Evaluating A Catcher's Throw Down

By Dave Weaver, New England Catching Camp



A catcher's throw down to second base to nab a potential base stealer is in essence a 3-part skill that can be evaluated for strengths and weaknesses and improved. The three components are: (1) Ball Control and Release Efficiency, (2) In-flight Velocity, and (3) Accuracy. On average a catcher's success rate is just 25% and, at best, around 50%. Each of the three components of the throw contribute to the success or failure. Without evaluating each part and just practicing the throw, success will only increase slightly. The following are the three part evaluation process, presented in reverse order.

Accuracy is the easiest to evaluate and most observable component, irrespective of the other two parts. Rating a catcher on this portion is just a matter of noting whether or not the ball arrives at the 9"x18" target some 127 feet away. Practice usually results in improvement unless the throwing mechanics are completely wrong. A simple observation of the act of throwing will tell you if the catcher is doing it right or wrong.

In-Flight Velocity. Once I get the players arm warmed up to game readiness, I have him make 6 throws from a crow hop. He can use whatever mechanics he likes to generate the maximum velocity he can. I time that on the Jugs gun. I get 6 readings; I throw out the fastest, and the slowest, and average the other 4. This gives me an average max velocity. I then have him get into his crouch. I throw him pitches down the middle and have him throw down full speed. I again have him do this 6 times and use the same method to determine his average maximum throw down velocity. After timing over 500 catchers this way I have found that a drop in velocity of less then 3% from max velocity to throw down velocity is the goal. More of a drop then that and there is something in that player's mechanics of his throw to second base that is excessively “eating” velocity. At that point a close evaluation of those mechanics is needed.

Ball Control & Release Efficiency. To evaluate this component I use the following technique. I position the player in front of the black Jugs tarp that hangs behind home plate in our batting cage. I measure out 10 feet and draw a line. It must always be 10 feet. The player puts his toes on the line facing the black screen. The coach kneels in front of the catcher, slightly off center. The player gets into his secondary receiving position. The coach throws the “pitch”. Player completes a full speed throw into the screen. The stop watch is started when the ball hits glove and stopped when the ball hits the screen. Because the catcher is releasing the ball about 5 feet in front of the screen, arm strength has little to do with the time recorded on the stop watch. The drill gives an accurate measurement of how fast the athlete gets it in the air. You can also have the catcher throw directly into the fence backstop, but I find the tarp makes a more precise sound when hit, making it easier to ensure a good clocking.

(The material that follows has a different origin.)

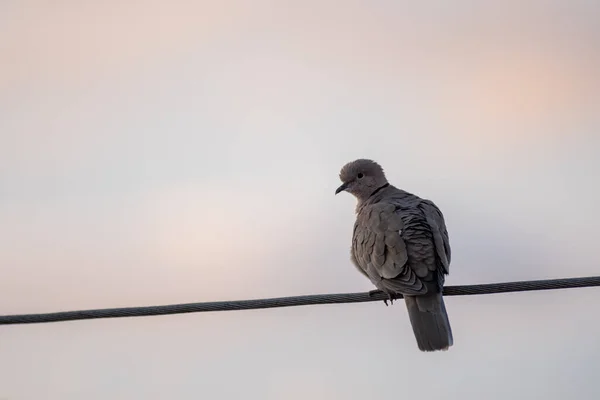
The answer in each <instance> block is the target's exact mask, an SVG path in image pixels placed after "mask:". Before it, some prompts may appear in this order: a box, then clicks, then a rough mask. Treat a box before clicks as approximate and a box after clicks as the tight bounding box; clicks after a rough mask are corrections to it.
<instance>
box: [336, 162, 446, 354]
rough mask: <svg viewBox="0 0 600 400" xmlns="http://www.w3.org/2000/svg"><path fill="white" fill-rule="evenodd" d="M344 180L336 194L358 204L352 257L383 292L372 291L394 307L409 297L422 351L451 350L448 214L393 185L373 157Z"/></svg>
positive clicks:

While some critics of the evaluation process mention that it does not incorporate all the variables of a game situation, it does give a good base for comparison between any groups of players. Using these measurement techniques allows me to break the throw down into its 3 different phases and better be able to attack the area of greatest weakness in any given player.

I have a number of college players that have guns for arms, velocities out of crouch 85MPH+ but have slower releases then a number of high school kids. The above evaluation technique has enabled me to isolate what section of their throw is the weakest and look for the flaws that are eating time. Likewise I have some players that have lightning fast releases but 65MPH velocity. Again it helps me direct their training efforts in the area of greatest weakness.